Rekam jejak dari Susi, meskipun hanya lulusan SMP justru terlihat jelas bahwa ia mengamalkan berbagai ilmu manajemen yang banyak diteorikan oleh para pakar manajemen. Kegilaan Susi bermula, Pesawat Cessna yang semula hanya dipakai untuk mendukung ekspor hasil lautnya ternyata mampu menggugah semangat wirausahanya untuk masuk ke bisnis baru, pesawat carteran. Berkat sepak terjangnya tersebut, tahun ini ia bakal memiliki 14 pesawat kecil yang terbang ke daerah-daerah pelosok, termasuk Aceh dan Papua. Keputusannya keluar dari sekolah saat masih berusia 17 tahun memang sangat disesalkan orangtuanya.

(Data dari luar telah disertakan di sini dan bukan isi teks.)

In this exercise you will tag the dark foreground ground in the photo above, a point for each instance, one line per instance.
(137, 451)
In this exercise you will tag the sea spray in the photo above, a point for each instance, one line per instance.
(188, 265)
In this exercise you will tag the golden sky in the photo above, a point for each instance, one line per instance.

Namun, berkat keuletan dan kerja kerasnya, kini Susi Puji Astutimemiliki 50 pesawat dan pabrik pengolahan ikan yang berkualitas untuk melayani kebutuhan ekspor. Susi adalah presiden direktur PT ASI Pudjiastuti yang bergerak di bidang perikanan dan PT ASI Pudjiastuti Aviation, operator penerbangan Susi Air. Dari 50 pesawat milik wanita kelahiran 15 Januari 1965 itu, antara lain, Grand Caravan 208B, Piaggio Avanti II, Pilatus Porter, dan Diamond DA 42. Sebagian besar pesawat itu dioperasikan di luar Jawa seperti Papua dan Kalimantan.

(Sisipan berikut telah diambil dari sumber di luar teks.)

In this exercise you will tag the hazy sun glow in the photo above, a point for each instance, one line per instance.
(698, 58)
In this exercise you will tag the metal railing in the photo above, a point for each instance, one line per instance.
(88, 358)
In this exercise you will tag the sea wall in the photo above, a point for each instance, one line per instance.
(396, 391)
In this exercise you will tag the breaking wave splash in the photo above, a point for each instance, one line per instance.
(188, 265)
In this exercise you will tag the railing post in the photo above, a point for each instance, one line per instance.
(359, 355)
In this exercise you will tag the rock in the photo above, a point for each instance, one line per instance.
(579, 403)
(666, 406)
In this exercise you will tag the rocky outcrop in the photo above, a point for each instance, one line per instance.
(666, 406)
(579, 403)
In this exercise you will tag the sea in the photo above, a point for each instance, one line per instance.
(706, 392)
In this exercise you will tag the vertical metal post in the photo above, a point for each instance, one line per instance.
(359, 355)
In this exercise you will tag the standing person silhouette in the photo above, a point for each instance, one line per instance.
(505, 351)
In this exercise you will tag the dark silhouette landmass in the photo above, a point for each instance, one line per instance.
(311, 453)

Susi tak mematok harga sewa pesawat secara khusus, tetapi rata-rata USD 400-USD 500 per jam. ”Kadang ada yang mau USD 600- USD 700 per jam. Perusahaan minyak mau bayar USD 1.000 karena beda-beda level service yang dituntut. Untuk keperluan terbang, semua piranti disediakan Susi Air. Pesawat, pilot, maupun bahan bakar. Jadi, itu harga nett mereka tinggal bayar,” tegasnya. ”Kami mulai bersinggungan dengan dunia penerbangan tahun 2000, tapi nggak laku. Kami diketawain oleh orang bank dan dianggap gila. Mau beli pesawat USD 2 juta, bagaimana hanya dengan ikan dan udang bisa bayar!” ujarnya menirukan ledekan yang diterimanya. Baru pada 2004, Bank Mandiri percaya dan memberi pinjaman USD 4,7 juta (sekitar Rp 47 miliar) untuk membangun landasan serta membeli dua pesawat Cessna Grand Caravan.

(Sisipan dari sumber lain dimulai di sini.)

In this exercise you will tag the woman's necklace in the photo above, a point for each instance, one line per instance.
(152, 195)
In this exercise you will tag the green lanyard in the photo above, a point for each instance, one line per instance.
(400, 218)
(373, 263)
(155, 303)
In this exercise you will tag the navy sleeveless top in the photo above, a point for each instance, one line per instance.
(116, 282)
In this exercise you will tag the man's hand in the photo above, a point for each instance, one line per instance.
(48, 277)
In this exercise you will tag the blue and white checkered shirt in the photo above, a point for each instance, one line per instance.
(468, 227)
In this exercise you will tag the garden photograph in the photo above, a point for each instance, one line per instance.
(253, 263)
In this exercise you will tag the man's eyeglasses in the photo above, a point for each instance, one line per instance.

Perkembangan bisnis sewa pesawat terus melangit. Utang dari Bank Mandiri sekitar Rp 47 miliar sekarang tinggal 20 persennya. ”Sebentar lagi juga lunas!” sambungnya optimis. Sedangkan utang di BRI, sebagian baru mulai cicil. Kalau ditotal, semua utang dari perbankan, lebih dari Rp 2 triliun. Urusan mengangsur tak begitu dipusingkan, karena Susi tak hanya menebar jaring di laut, mengepakkan sayap di bisnis pesawat dan menebar jaring di laut. Sekarang, dia merambah bisnis perkebunan. ”Perikanan kami sempat hampir limbung akibat tsunami Pengandaran 2005. Hampir dua tahun nggak ada kerja perikanan,” tuturnya. Untuk penerbangan rute Jawa seperti Jakarta-Pangandaran, Bandung-Pangandaran, dan Jakarta- Cilacap, diakuinya masih merugi. Sebab, sering terjadi hanya ada 3-4 penumpang.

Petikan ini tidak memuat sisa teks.